基金financially supported by the National Natural Science Foundation of China(21374120)support by 100 Talents Program of the Chinese Academy of Sciences
文摘We assembled a ternary blend bulk heterojunction polymer solar cell(PSCs) containing P3HT(donor) and PC61BM(acceptor) incorporated with a small molecule oligomer, dihexyl-quaterthiophene(DH4T) as a third component. By optimizing the contents of DH4 T, we increased the power conversion efficiency of ternary P3HT:DH4T:PC61BM PSCs to 4.17% from 3.44% of binary P3HT:PC61BM PSCs under AM 1.5 G of 100 m W/cm2 intensity.

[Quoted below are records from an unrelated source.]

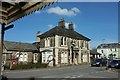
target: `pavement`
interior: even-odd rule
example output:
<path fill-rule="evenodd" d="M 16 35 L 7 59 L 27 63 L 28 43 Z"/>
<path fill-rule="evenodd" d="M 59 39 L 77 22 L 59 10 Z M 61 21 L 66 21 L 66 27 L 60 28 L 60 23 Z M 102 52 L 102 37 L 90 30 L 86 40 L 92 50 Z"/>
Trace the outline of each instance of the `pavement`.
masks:
<path fill-rule="evenodd" d="M 8 78 L 118 78 L 117 71 L 106 70 L 105 67 L 76 65 L 55 68 L 11 70 L 5 71 Z M 112 79 L 113 80 L 113 79 Z"/>

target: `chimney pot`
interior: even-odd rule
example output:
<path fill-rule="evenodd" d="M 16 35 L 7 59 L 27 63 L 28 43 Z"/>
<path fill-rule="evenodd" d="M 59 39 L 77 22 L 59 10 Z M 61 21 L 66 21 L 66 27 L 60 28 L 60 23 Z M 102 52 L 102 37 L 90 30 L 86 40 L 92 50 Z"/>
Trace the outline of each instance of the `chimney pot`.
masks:
<path fill-rule="evenodd" d="M 62 19 L 59 20 L 58 26 L 62 27 L 62 28 L 65 28 L 65 20 L 64 20 L 64 18 L 62 18 Z"/>

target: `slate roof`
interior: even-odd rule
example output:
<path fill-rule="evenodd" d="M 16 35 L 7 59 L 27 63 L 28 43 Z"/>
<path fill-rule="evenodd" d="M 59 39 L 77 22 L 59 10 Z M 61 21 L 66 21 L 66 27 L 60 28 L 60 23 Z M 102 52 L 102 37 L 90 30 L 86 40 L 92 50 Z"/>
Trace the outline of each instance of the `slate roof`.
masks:
<path fill-rule="evenodd" d="M 90 41 L 89 38 L 79 34 L 78 32 L 72 31 L 72 30 L 69 30 L 69 29 L 66 29 L 66 28 L 62 28 L 60 26 L 57 26 L 57 27 L 54 27 L 54 28 L 50 29 L 49 31 L 41 34 L 39 37 L 42 39 L 42 38 L 45 38 L 45 37 L 52 37 L 52 36 L 55 36 L 55 35 L 66 36 L 66 37 L 73 38 L 73 39 Z"/>
<path fill-rule="evenodd" d="M 8 51 L 38 52 L 38 49 L 30 43 L 4 41 L 4 47 Z"/>
<path fill-rule="evenodd" d="M 97 48 L 120 48 L 120 43 L 100 44 Z"/>

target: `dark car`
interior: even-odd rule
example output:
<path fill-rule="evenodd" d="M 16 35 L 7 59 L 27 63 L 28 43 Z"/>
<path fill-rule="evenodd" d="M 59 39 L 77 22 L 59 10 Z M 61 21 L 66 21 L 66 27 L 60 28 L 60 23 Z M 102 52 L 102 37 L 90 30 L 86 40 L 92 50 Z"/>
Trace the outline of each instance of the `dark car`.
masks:
<path fill-rule="evenodd" d="M 91 66 L 99 66 L 100 67 L 100 66 L 106 66 L 106 64 L 107 64 L 107 61 L 106 61 L 106 59 L 103 59 L 103 58 L 101 58 L 101 59 L 96 58 L 91 62 Z"/>
<path fill-rule="evenodd" d="M 120 69 L 120 60 L 112 60 L 108 62 L 108 68 L 118 68 Z"/>

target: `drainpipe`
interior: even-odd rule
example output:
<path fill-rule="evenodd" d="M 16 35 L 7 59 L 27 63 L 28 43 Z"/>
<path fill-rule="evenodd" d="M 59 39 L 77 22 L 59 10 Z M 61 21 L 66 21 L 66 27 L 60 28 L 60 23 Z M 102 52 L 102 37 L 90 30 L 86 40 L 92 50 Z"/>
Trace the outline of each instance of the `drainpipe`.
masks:
<path fill-rule="evenodd" d="M 5 23 L 3 23 L 2 25 L 1 25 L 1 42 L 0 42 L 0 78 L 2 78 L 2 76 L 3 76 L 3 56 L 2 56 L 2 54 L 3 54 L 3 44 L 4 44 L 4 34 L 5 34 L 5 31 L 6 30 L 8 30 L 8 29 L 10 29 L 10 28 L 13 28 L 13 24 L 12 25 L 9 25 L 9 26 L 7 26 L 7 27 L 5 27 Z"/>

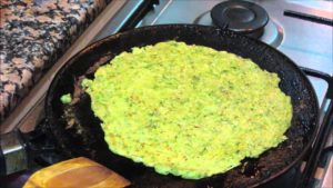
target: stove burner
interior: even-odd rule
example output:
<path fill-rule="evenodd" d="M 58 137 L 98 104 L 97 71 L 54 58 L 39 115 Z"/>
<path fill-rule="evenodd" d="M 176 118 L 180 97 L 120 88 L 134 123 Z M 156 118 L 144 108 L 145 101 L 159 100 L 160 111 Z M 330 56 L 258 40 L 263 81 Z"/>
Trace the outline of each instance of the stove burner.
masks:
<path fill-rule="evenodd" d="M 221 28 L 259 38 L 269 22 L 268 12 L 260 6 L 243 1 L 229 0 L 221 2 L 211 10 L 213 22 Z"/>

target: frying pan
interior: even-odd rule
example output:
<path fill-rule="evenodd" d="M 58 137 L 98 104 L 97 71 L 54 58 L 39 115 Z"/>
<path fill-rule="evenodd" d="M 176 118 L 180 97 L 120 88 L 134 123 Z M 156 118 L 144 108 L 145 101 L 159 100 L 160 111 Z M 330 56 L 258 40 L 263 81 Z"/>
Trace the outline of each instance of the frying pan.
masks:
<path fill-rule="evenodd" d="M 60 97 L 73 92 L 79 77 L 93 78 L 90 70 L 92 67 L 107 63 L 122 51 L 130 51 L 132 47 L 167 40 L 225 50 L 252 59 L 263 70 L 276 72 L 281 78 L 279 87 L 291 97 L 293 106 L 291 127 L 285 133 L 287 140 L 265 151 L 258 159 L 244 159 L 241 166 L 225 174 L 188 180 L 171 175 L 159 175 L 152 168 L 112 154 L 103 139 L 101 121 L 93 116 L 90 97 L 85 93 L 80 96 L 73 111 L 81 123 L 68 125 L 63 118 L 65 110 Z M 104 38 L 70 59 L 49 88 L 46 129 L 68 157 L 85 156 L 101 162 L 130 179 L 132 187 L 256 187 L 278 178 L 301 161 L 316 132 L 317 110 L 314 90 L 304 73 L 276 49 L 226 29 L 195 24 L 162 24 Z"/>

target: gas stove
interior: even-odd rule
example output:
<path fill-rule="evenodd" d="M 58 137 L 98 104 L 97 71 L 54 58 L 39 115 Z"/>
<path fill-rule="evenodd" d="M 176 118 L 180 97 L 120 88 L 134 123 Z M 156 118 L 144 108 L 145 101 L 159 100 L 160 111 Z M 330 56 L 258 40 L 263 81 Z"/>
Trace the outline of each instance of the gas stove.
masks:
<path fill-rule="evenodd" d="M 271 187 L 291 187 L 290 179 L 295 181 L 292 187 L 297 184 L 303 187 L 333 187 L 332 174 L 330 174 L 333 171 L 333 131 L 332 129 L 329 131 L 330 126 L 333 125 L 332 117 L 326 113 L 332 108 L 333 98 L 333 44 L 331 42 L 333 41 L 333 2 L 129 0 L 114 11 L 117 13 L 108 18 L 103 29 L 97 32 L 90 42 L 138 27 L 192 23 L 223 27 L 256 38 L 291 58 L 306 73 L 316 92 L 321 109 L 321 129 L 312 152 L 302 165 L 292 169 Z M 64 61 L 58 62 L 58 67 L 61 67 L 61 63 L 63 65 Z M 46 77 L 52 78 L 54 72 L 56 70 L 51 70 Z M 38 128 L 38 125 L 43 122 L 42 106 L 49 83 L 48 81 L 39 83 L 40 88 L 44 89 L 37 91 L 39 95 L 31 95 L 29 100 L 37 102 L 24 107 L 28 109 L 26 112 L 17 110 L 20 115 L 18 117 L 22 117 L 20 120 L 4 122 L 9 125 L 8 127 L 20 127 L 26 131 L 34 129 L 23 136 L 32 142 L 30 147 L 34 148 L 34 160 L 29 164 L 28 170 L 0 178 L 8 187 L 20 187 L 32 171 L 63 159 L 61 150 Z M 323 120 L 326 125 L 322 123 Z"/>

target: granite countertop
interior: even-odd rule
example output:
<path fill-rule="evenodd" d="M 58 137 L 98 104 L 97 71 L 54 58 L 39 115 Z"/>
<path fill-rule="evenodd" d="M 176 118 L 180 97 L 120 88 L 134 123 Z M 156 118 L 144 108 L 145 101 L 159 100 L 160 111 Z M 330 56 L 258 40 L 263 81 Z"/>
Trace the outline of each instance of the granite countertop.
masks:
<path fill-rule="evenodd" d="M 111 0 L 1 0 L 0 123 Z"/>

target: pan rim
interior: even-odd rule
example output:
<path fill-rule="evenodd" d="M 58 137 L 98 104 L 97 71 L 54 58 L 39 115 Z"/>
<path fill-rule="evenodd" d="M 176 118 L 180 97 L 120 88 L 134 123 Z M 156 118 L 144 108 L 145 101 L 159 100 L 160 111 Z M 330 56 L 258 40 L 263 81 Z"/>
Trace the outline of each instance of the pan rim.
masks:
<path fill-rule="evenodd" d="M 47 92 L 47 96 L 46 96 L 46 102 L 44 102 L 44 109 L 46 109 L 46 126 L 48 129 L 51 128 L 51 126 L 49 125 L 49 120 L 52 119 L 52 115 L 53 115 L 53 110 L 51 108 L 51 99 L 52 99 L 52 91 L 53 91 L 53 88 L 57 87 L 58 82 L 59 82 L 59 75 L 62 75 L 67 69 L 68 67 L 70 67 L 78 58 L 80 58 L 82 55 L 84 55 L 87 51 L 89 50 L 92 50 L 94 48 L 97 48 L 98 46 L 107 42 L 107 41 L 110 41 L 110 40 L 114 40 L 121 36 L 125 36 L 125 34 L 129 34 L 133 31 L 144 31 L 144 30 L 151 30 L 151 29 L 154 29 L 154 28 L 159 28 L 159 29 L 162 29 L 162 28 L 179 28 L 179 27 L 184 27 L 184 28 L 201 28 L 201 29 L 211 29 L 211 30 L 215 30 L 216 32 L 229 32 L 233 36 L 238 36 L 240 38 L 244 38 L 245 40 L 251 40 L 252 42 L 254 43 L 259 43 L 260 46 L 263 46 L 270 50 L 273 50 L 274 52 L 276 52 L 280 57 L 286 59 L 289 62 L 290 66 L 292 66 L 294 68 L 295 71 L 297 71 L 297 73 L 300 73 L 300 77 L 306 82 L 306 85 L 310 87 L 309 88 L 309 91 L 310 91 L 310 95 L 311 95 L 311 98 L 315 99 L 314 100 L 314 106 L 315 106 L 315 117 L 314 117 L 314 120 L 313 120 L 313 125 L 315 126 L 313 128 L 313 133 L 311 135 L 310 139 L 309 139 L 309 142 L 306 144 L 306 146 L 303 148 L 303 150 L 297 155 L 297 157 L 295 159 L 292 160 L 292 162 L 290 162 L 287 166 L 283 167 L 281 170 L 279 170 L 278 172 L 275 172 L 274 175 L 268 177 L 268 178 L 264 178 L 262 180 L 260 180 L 259 182 L 256 184 L 253 184 L 253 185 L 249 185 L 250 187 L 259 187 L 259 186 L 262 186 L 280 176 L 282 176 L 283 174 L 285 174 L 286 171 L 289 171 L 292 167 L 294 167 L 296 165 L 296 162 L 299 162 L 305 155 L 306 152 L 310 150 L 311 146 L 313 145 L 315 138 L 316 138 L 316 135 L 317 135 L 317 130 L 319 130 L 319 127 L 320 127 L 320 122 L 319 122 L 319 101 L 317 101 L 317 97 L 315 95 L 315 90 L 312 86 L 312 83 L 310 82 L 309 78 L 306 77 L 306 75 L 296 66 L 296 63 L 291 60 L 286 55 L 284 55 L 283 52 L 281 52 L 280 50 L 260 41 L 260 40 L 256 40 L 256 39 L 252 39 L 252 38 L 249 38 L 246 36 L 243 36 L 243 34 L 239 34 L 239 33 L 235 33 L 231 30 L 228 30 L 228 29 L 221 29 L 221 28 L 218 28 L 218 27 L 212 27 L 212 26 L 202 26 L 202 24 L 185 24 L 185 23 L 172 23 L 172 24 L 154 24 L 154 26 L 145 26 L 145 27 L 140 27 L 140 28 L 135 28 L 135 29 L 131 29 L 131 30 L 128 30 L 128 31 L 123 31 L 123 32 L 118 32 L 118 33 L 114 33 L 114 34 L 111 34 L 111 36 L 108 36 L 105 38 L 102 38 L 100 40 L 97 40 L 92 43 L 90 43 L 89 46 L 87 46 L 85 48 L 83 48 L 82 50 L 80 50 L 79 52 L 77 52 L 73 57 L 71 57 L 60 69 L 59 71 L 56 73 L 56 76 L 53 77 L 52 79 L 52 82 L 48 89 L 48 92 Z M 53 131 L 51 131 L 52 135 L 54 135 Z M 59 141 L 59 140 L 57 140 Z"/>

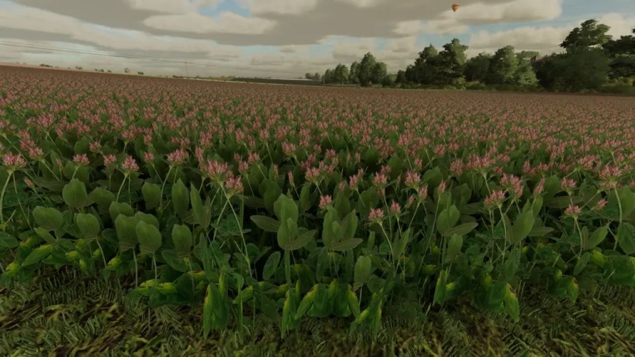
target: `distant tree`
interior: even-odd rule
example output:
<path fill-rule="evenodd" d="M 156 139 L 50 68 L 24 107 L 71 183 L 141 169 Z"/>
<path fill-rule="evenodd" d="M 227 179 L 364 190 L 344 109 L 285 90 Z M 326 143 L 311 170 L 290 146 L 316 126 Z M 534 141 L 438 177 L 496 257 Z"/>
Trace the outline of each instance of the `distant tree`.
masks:
<path fill-rule="evenodd" d="M 431 64 L 438 67 L 439 74 L 436 77 L 441 83 L 450 84 L 463 78 L 464 68 L 467 60 L 465 55 L 467 48 L 467 46 L 462 44 L 456 38 L 443 45 L 443 50 L 434 57 L 435 60 Z"/>
<path fill-rule="evenodd" d="M 505 46 L 498 50 L 490 60 L 487 82 L 495 85 L 515 84 L 518 57 L 514 48 Z"/>
<path fill-rule="evenodd" d="M 373 75 L 375 74 L 373 70 L 375 69 L 377 63 L 375 56 L 370 52 L 364 55 L 364 57 L 359 62 L 359 66 L 358 68 L 358 78 L 362 86 L 372 85 Z"/>
<path fill-rule="evenodd" d="M 404 71 L 399 70 L 397 72 L 397 77 L 395 78 L 395 83 L 405 83 L 407 81 L 406 79 L 406 72 Z"/>
<path fill-rule="evenodd" d="M 373 83 L 381 83 L 384 78 L 388 76 L 388 67 L 384 62 L 377 62 L 373 67 L 372 81 Z"/>
<path fill-rule="evenodd" d="M 351 71 L 349 71 L 349 83 L 354 84 L 359 84 L 359 76 L 358 70 L 359 69 L 359 62 L 355 61 L 351 64 Z"/>
<path fill-rule="evenodd" d="M 548 90 L 579 91 L 599 90 L 606 82 L 610 59 L 600 48 L 571 48 L 541 61 L 537 77 Z"/>
<path fill-rule="evenodd" d="M 598 23 L 594 18 L 587 20 L 569 32 L 560 46 L 569 50 L 601 46 L 611 40 L 612 36 L 606 34 L 610 29 L 609 26 Z"/>
<path fill-rule="evenodd" d="M 324 72 L 324 83 L 325 84 L 332 84 L 333 80 L 333 70 L 330 68 Z"/>
<path fill-rule="evenodd" d="M 382 78 L 381 83 L 382 87 L 389 87 L 392 85 L 392 79 L 391 78 L 390 76 L 384 76 L 384 77 Z"/>
<path fill-rule="evenodd" d="M 635 34 L 635 29 L 632 33 Z M 635 86 L 635 36 L 621 36 L 618 39 L 609 41 L 603 47 L 611 57 L 609 77 L 632 78 L 632 85 Z"/>
<path fill-rule="evenodd" d="M 340 64 L 333 71 L 333 81 L 335 83 L 343 84 L 349 81 L 349 69 L 345 65 Z"/>
<path fill-rule="evenodd" d="M 465 79 L 486 83 L 490 74 L 490 61 L 492 55 L 482 52 L 465 62 Z"/>

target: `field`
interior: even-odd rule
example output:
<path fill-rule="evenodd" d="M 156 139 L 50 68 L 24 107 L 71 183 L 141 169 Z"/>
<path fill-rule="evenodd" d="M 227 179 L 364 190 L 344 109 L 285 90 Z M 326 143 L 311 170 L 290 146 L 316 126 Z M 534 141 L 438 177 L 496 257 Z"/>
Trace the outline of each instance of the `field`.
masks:
<path fill-rule="evenodd" d="M 6 354 L 635 353 L 631 98 L 6 67 L 0 118 Z"/>

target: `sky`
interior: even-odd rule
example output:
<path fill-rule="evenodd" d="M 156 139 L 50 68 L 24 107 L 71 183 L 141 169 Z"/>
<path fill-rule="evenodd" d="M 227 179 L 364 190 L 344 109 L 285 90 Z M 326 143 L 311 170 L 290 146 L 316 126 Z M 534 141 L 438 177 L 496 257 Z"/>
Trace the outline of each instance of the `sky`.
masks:
<path fill-rule="evenodd" d="M 0 62 L 297 77 L 371 51 L 396 72 L 429 44 L 439 48 L 455 37 L 469 46 L 469 57 L 508 44 L 546 55 L 560 51 L 569 31 L 589 18 L 610 26 L 613 36 L 635 28 L 635 0 L 459 0 L 453 12 L 455 2 L 0 0 Z"/>

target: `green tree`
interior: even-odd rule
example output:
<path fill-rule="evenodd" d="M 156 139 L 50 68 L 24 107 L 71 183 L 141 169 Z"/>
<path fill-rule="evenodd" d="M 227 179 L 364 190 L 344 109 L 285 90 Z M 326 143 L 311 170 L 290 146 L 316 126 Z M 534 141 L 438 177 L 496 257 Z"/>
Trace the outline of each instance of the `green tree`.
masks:
<path fill-rule="evenodd" d="M 465 62 L 465 79 L 468 81 L 486 83 L 490 73 L 490 61 L 491 60 L 491 54 L 481 52 L 478 56 L 467 60 Z"/>
<path fill-rule="evenodd" d="M 592 18 L 580 24 L 567 35 L 560 46 L 568 51 L 578 48 L 601 46 L 611 40 L 611 36 L 606 34 L 611 28 L 597 20 Z"/>
<path fill-rule="evenodd" d="M 456 38 L 443 45 L 443 50 L 439 53 L 438 63 L 432 61 L 431 64 L 439 67 L 439 76 L 436 77 L 441 83 L 450 84 L 458 78 L 463 78 L 464 67 L 467 61 L 465 55 L 467 48 L 468 46 L 462 44 L 461 41 Z"/>
<path fill-rule="evenodd" d="M 495 84 L 516 84 L 516 74 L 518 69 L 518 57 L 511 46 L 498 49 L 490 61 L 488 83 Z"/>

The major improvement is from the increase of the short circuit current and fill factor that is due to the increased light absorption at short wavelength, the balanced charge carrier transportation and the enhanced hole evacuation by a DH4T-enriched layer at the anode interface. In this work, we demonstrated that the efficiency of the PSCs can be enhanced by using low-bandgap conjugated polymer and its oligomer as donors and fullerene derivatives as acceptors.